Meeting a professional—someone who’s poured hours and hours of their life into mastery of a singular thing—is always a little intimidating. Meeting one who enjoys spinning and flipping through fresh water at high speeds…well, that kind of person, in particular, is sure to be way too cool for me.
Or so I figure, as I stumble over creaky boards to meet wakeboarding phenomenon Stephen Pierce at the end of his Lake Norman dock. With the reckless-looking leap of someone who’s uncommonly accustomed to stepping between rocking boat and solid ground, Stephen disembarks a bright green Malibu Wakesetter, an older skiff bobbing opposite a sleek blue boat which is obviously the newer model. The 2017 beauty, its spotless housing shiny and reflective, looks like it absolutely belongs in a luxury lifestyle magazine, but I’m far more interested in the weathered old green one. This 2007-made vessel has a story, and that story is a shared one.
25-year-old Stephen Pierce started wakeboarding at 14, using the green boat that’s now roaring beneath my feet, careening around the warm summer waters of the lake. We’re in his element now, and it couldn’t be more obvious. I’ve never seen someone so stoked to get out of a luxurious Malibu boat. In the decade since his start, Stephen has prevailed in the North Carolina wakeboarding scene, earning himself several significant sponsorships, including Liquid Force wakeboards and Malibu Boats. He didn’t start on the boat, though. He started on a trampoline.
“Bouncing around on that thing teaches me to know where I am in the air,” Stephen explains, minutes after performing a blind landing—meaning he hit the water with his back to his tow boat.
About a quarter of Stephen’s training hours are spent bouncing rather than riding. With one wipeout-defying stunt after another, it’s clear he has a sense for where he is and where he’s going in the air, but he tells me the first step to mastering this sport is knowing where you’re going in the water. To use the wake, you first have to understand the wake.

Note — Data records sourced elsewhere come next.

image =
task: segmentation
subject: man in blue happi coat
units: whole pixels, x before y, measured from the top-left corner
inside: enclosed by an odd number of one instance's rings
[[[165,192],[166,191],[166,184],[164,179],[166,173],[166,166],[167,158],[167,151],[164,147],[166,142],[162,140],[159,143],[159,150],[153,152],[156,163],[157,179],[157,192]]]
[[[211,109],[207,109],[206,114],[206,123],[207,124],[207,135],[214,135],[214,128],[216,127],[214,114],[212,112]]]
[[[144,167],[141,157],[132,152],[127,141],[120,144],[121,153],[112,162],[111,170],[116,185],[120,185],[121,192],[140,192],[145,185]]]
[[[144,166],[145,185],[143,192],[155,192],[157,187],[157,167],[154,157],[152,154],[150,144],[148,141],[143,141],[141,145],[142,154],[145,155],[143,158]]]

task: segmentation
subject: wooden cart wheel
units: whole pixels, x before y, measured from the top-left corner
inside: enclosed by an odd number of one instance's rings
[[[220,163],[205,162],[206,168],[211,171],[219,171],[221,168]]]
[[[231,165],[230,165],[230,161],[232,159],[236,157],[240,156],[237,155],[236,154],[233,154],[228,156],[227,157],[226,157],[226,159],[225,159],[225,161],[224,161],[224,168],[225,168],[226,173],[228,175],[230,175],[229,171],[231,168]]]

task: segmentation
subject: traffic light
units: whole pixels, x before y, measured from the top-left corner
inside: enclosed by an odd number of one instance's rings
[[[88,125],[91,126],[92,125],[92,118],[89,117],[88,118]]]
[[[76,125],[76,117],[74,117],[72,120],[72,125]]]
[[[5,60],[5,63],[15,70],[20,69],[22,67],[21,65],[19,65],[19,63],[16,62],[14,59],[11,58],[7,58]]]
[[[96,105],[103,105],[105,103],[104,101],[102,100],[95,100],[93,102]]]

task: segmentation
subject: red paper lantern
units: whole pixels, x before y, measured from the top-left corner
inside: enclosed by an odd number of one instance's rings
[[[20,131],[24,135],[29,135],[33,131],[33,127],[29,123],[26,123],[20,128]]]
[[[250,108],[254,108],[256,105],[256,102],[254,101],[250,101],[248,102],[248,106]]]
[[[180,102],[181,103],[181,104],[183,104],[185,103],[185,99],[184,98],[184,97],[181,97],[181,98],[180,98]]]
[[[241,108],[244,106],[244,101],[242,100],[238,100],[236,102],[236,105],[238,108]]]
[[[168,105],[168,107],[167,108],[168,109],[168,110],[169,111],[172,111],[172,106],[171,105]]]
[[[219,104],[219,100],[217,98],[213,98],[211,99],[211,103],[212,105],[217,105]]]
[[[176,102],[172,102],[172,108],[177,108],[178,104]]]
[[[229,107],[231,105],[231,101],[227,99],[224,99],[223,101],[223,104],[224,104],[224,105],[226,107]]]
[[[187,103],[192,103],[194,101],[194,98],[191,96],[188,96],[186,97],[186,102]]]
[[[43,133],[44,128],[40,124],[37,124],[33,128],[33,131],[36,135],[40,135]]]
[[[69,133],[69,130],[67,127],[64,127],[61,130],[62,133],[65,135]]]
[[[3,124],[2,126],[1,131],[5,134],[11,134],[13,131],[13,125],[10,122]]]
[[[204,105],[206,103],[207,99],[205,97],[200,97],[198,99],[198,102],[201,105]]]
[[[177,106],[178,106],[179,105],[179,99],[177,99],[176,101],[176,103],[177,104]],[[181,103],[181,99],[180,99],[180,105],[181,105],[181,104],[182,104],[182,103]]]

Luckily for me and other lake laymen—I basically just see water moving around the way water does—Stephen has a knack for explaining what that means: He runs his own Lake Norman wakeboarding school in the summer. The nature of the water patterns thrown by your boat—edging in and out of that trail to learn how wake interacts with board—is wakeboarding 101. In his lessons to aspiring watersport young ’uns, it’s the first thing he teaches…after they’ve learned to get up onto their boards, that is. They’ll learn to jump “wake to wake” before ever attempting a board grab or a spin. Flipping, as well as the combination of these stunts, comes much later. And the key to the whole thing (not so surprisingly, when you think about it) may be the thing linking wakeboarder to Wakesetter.
“The rope is specific to wakeboarding,” Stephen explains. “Most watersports use a cord that stretches, but wakeboarders need something taut. For wakeboarders, tension means control.”
So now I’m in a physics lesson: That tension and the release of it make almost every wakeboarding maneuver possible. How did a 14-year-old Stephen figure all this out by himself?
“I’ve read that it takes 10,000 hours to be a professional. At anything. So I started with hour one and kept going.”
Each hour has paid off. Like all the best teachers, Stephen is incredibly patient. He’s a professional, yes. But despite his obsession with flying through the air and gliding across water, he’s one of the most grounded people I’ve met. And, in any case, when you’re being jerked through choppy water at upwards of 20 miles per hour…a professional is exactly the kind of instructor you want.